Sodium hydroxide-induced irritant dermatitis as assessed by computerized elaboration of 20 MHz B-scan images and by TEWL measurement: a method for investigating skin barrier function.
Seidenari S, Pepe P, Di Nardo A.
Sodium hydroxide-induced irritation was studied in 34 volunteers, by means of 24-h patch testing at different concentrations, and by a 10-min testing procedure employing 0.1 mol/l NaOH. As a supplement to subjective evaluation of skin changes, assessments of test areas by TEWL measurement and sonography were performed at 24, 48 and 72 h. After 24-h patch testing, instrumental evaluations showed an increase in the extension of the hypo-echogenic dermal area and in TEWL, whereas a 10-min NaOH application induced a decrease of the dermal and epidermal reflectivity and an increase in TEWL. Twenty-four hour patch testing with 4% NaOH allowed a classification of subjects into two categories: subjects who reacted normally and hyper-reactors.

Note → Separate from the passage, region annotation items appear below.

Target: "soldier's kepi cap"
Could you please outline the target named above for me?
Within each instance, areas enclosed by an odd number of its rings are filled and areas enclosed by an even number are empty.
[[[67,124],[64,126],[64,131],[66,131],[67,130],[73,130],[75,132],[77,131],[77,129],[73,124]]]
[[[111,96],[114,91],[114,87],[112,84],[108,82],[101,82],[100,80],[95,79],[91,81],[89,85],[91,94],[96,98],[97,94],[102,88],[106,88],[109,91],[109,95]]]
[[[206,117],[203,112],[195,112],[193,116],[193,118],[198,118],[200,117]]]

Hyper-reactors showed an enhanced inflammatory response and a more pronounced barrier function damage, as assessed clinically and instrumentally by decreased dermal reflectivity, and by higher postexposure TEWL. Subjects with a more marked inflammatory response to 4% NaOH also showed greater TEWL increases during the short-term testing procedure employing 0.1 mol/l NaOH. Moreover, these subjects were characterized by higher baseline TEWL values, indicating that cutaneous reactivity to NaOH is at least partly correlated to impaired stratum corneum function, which is inadequate to effectively prevent compounds from penetrating the skin.